Should you sign on with a real estate agent when you sell your home? Lots of people jump into this debate when it comes time to sell their home, and why not? Listing with a real estate agent costs money!
Or does it? Sure, by selling the house yourself you’ll save the whopping 6-7% commission real estate agents commonly charge, but will you really come out ahead in the end?
Not always. And probably not most times.
I’ve sold two homes in my life, and in both cases I started out for-sale-by-owner (a.k.a., FSBO), then listed with a real estate agent who finally made the sale. I think there are several reasons why I couldn’t sell my own homes but a real estate agent could, as well as a few more that make the sales process easier.
Selling a house is hard!
Most of us underestimate how difficult it is to sell a house, and over-estimate our own abilities to do it. Selling a home only looks easy, and the fact that many people do it successfully during strong housing markets only reinforces the myth. In reality, selling a home is a difficult process under the best of circumstances.
An experienced real estate agent knows the right questions to ask a buyer and can usually recognize the difference between a legitimate buyer and a tire kicker. Unless you’ve been working in sales yourself, there’s a big learning curve right there. You can waste a lot of time entertaining offers from people who either aren’t serious, or who are completely unqualified.
An agent can tap into the market
Real estate agents have one big weapon in their arsenal that the rest of us don’t: the multiple listing services (MLS). This is the city- or metropolitan-wide system that assembles all of the properties listed for sale in your area, creating an exchange for homes for sale—think EBay or Craigslist. This is not to be minimized; the best way to sell a property is by putting it in places where a lot of qualified eyes will see it, and the MLS is the place for real estate.
Placing an ad in a local newspaper or even on a FSBO website doesn’t come close to offering the level of exposure for your home that the MLS does. And because it’s THE place for property, every real estate agent in town will see your home and show it to their own prospects. No, we may not like paying real estate agents that fat commission, but it’s precisely that fee that creates the financial incentive for agents to sell your home.
An agent is working when you aren’t
If you’ve ever tried selling your home yourself, you know how disruptive it can be. You have to be home to show the home and to field phone calls. You have to hold open house events and spend time putting marketing flyers all over town. Real estate agents handle all of that for you, and best of all, you don’t even have to be around. You’re free to go about the business of living your life while the agent works on getting your home sold.
Agents have the tools and the connections
Let’s say you’re selling your home yourself, and you finally get a buyer—what do you do next?
A real estate agent knows exactly what to do. She’ll set up a written offer, collect an upfront deposit, handle the negotiations, send the buyers to a reputable mortgage lender, then set up the closing with a title company or attorney. You’ll have no stress while this is happening. In fact, it’s often when an offer comes in that you’ll most appreciate having an agent.

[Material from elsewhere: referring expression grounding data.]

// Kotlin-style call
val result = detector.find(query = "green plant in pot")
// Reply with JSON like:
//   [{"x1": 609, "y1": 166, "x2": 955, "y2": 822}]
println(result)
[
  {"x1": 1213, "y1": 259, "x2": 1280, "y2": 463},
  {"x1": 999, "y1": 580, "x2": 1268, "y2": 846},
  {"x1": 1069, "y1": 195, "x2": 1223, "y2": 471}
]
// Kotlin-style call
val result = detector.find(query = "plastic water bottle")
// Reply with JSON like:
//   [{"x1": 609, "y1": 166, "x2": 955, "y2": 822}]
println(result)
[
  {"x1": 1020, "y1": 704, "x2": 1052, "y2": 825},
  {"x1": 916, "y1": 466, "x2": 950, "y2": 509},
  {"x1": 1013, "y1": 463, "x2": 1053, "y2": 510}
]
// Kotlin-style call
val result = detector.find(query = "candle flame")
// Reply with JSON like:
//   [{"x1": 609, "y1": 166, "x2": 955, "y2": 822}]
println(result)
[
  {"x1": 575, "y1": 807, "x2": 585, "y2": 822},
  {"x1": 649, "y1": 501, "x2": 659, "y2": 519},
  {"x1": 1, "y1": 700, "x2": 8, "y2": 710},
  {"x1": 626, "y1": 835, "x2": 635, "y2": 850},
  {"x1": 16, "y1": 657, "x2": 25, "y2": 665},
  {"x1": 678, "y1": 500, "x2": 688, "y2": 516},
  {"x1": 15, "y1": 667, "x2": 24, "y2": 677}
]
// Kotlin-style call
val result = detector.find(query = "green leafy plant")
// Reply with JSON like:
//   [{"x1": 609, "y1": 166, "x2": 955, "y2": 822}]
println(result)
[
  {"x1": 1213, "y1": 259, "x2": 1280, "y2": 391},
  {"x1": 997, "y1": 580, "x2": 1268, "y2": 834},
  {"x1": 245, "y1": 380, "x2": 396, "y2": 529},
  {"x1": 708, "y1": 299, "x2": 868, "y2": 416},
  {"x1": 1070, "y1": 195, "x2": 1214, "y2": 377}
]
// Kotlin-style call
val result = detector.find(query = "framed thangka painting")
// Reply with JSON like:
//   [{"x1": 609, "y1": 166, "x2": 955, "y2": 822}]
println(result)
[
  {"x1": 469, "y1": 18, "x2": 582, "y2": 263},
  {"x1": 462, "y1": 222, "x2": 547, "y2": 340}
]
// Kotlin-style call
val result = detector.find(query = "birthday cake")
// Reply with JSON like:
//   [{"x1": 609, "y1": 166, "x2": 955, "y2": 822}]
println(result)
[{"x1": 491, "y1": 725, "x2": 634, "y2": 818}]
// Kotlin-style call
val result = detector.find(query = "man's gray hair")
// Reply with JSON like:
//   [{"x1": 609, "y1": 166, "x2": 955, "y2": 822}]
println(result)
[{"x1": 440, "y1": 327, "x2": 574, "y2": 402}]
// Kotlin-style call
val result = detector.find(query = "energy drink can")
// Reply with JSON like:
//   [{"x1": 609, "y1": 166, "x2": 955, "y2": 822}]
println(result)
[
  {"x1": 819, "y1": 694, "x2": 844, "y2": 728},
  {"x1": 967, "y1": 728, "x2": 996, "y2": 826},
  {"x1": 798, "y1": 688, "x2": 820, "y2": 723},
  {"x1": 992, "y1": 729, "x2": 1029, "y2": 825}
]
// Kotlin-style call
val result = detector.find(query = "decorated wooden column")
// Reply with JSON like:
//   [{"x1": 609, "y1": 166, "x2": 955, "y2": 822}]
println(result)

An agent is only paid if they can sell your home
Getting back to that commission that we all hate so much…you only pay it if the agent sells your house. If not, you’ve lost nothing. And chances are that an agent, and by extension, the real estate community, will sell your home for more than you will trying to sell it on your own. Traffic from the MLS and the financial incentive that commissions create have a way of making that happen.
Use a discount agent—sometimes
If you don’t like the idea of paying a full commission agent, you can opt for a discount agent. They may charge only 4-5% (or even less), which will save you a few thousand at closing. And it will accomplish the single most important element agencies provide, which is to get your property listed on the MLS.
Just be aware that discount agents come with limitations. The reduced fee may be only for the MLS listing and nothing else. You may need to market and show your property when a prospective buyer comes along, and you may also find yourself doing more of the business side of the transaction than you’re comfortable with.
It may seem like a big advantage to save a real estate commission by selling your home yourself. But if you consider all the advantages and agent brings to the table, you might think otherwise. Paying someone 6-7% to sell your home may seem like a good deal. And heck, if they can’t sell it you don’t have to pay anyone.
Have you ever tried to sell your home yourself? Would you recommend it, or would you advise using an agent?